Think about the practicality and simplicity of dressing. Make sure the crotch opens easily for changing diapers. Soft clothes that are easy to change are recommended as you will likely be changing your baby several times a day.

• 4-6 sleepers

• 5-7 one-piece clothing items

• 3-4 dresses/kimonos

• 5-7 comfortable daily combinations

• 8-10 undershirts

• 3-4 bib

• 4-5 pairs of socks or boots

• 3 cotton caps/hats

• 2 sweaters if it’s winter

• 1 snowsuit or fleece if it’s winter

Optional – sleeping bag. These come from Europe — they’re a great way to keep baby warm at night without a blanket that baby can move. It’s like a sleeping bag but has open arms for ventilation and a zipped bottom so changing nappies is still easy.


• Diapers – Your baby will go through about five thousand diapers before they are potty trained! And in the first days, you may change your baby up to 12 times a day. Whether you plan to use disposables, recycled cloths, or diaper service, be sure to have them on hand.

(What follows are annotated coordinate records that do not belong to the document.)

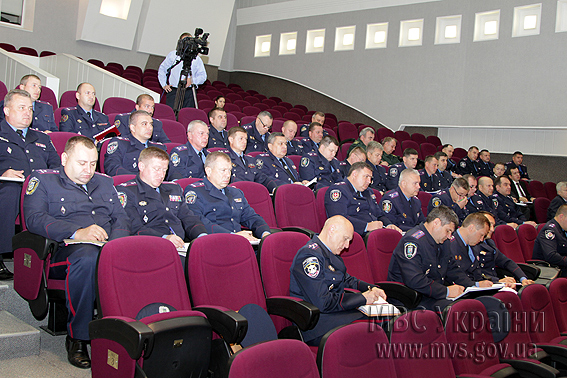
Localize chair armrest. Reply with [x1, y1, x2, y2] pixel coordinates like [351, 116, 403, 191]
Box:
[193, 306, 248, 344]
[376, 282, 421, 309]
[12, 231, 59, 260]
[89, 318, 154, 360]
[266, 297, 319, 331]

• Diaper wipes – I like unscented ones for the first few months

• Diaper bag – get a nice durable bag with large pockets and make sure it always has:

• 4-5 diapers

• Nappy wipes

• Cloth diapers/burp cloths to clean up spit-ups and spills

• Bags for dirty diapers

• Cream against diaper rash

• Antibacterial gel for cleaning hands

• Changing pad

• One change from head to toe

• Spare pacifier

• 1 bib

• Several soft toys and rattles

• 1 bottle of water that can be used to craft a bottle

• 1 -2 bottles

• Formula


• 2-4 nursing bras

• One box of disposable breast pads

• Cream for warts

• Electric breast pump or hand pump

• Containers for storing breast milk

• An accessory or a bag in which to put milk bottles and ice packs

• At least 2 bottles

• A good supportive book – I like ‘The Womanly Art Of Breastfeeding’ by La Leche League


• 6-8 bottles with slow flow or bent neck with soft nipples

• Bottle brush and additional disinfection system – it is important to wash the bottles thoroughly after each use and then disinfect them at least every 2-3 months. You’ll also want to sterilize the breast pump parts if you’re breastfeeding.


• Thermometer for babies

• Children’s soaps and lotions

• Shampoo without tears

• Bath toys

• Baby oil

• Ointment for diaper rash

• Vaseline

• Sterile cotton balls

• Children’s scissors/nail clippers

• Baby brush/comb

• Alcohol

• Q-tips

• 3-4 pacifiers

• Nose Suction Bulb Syringe – usually supplied at the hospital so be sure to bring it

• Hypoallergenic (dye-free) laundry detergent that is mild.

• Night light

• Some good parenting books – I like Tami Hoag’s ‘Secrets of the Baby Whisperer’ and Harvey Karp’s ‘The Happiest Baby on the Block’

Preparing for a new baby will help you eliminate as many of the worries you may have about parenthood so you can enjoy the process. It’s a lot easier to feel confident coming home from the hospital when you know you have everything you need close at hand. Enjoy your new little baby!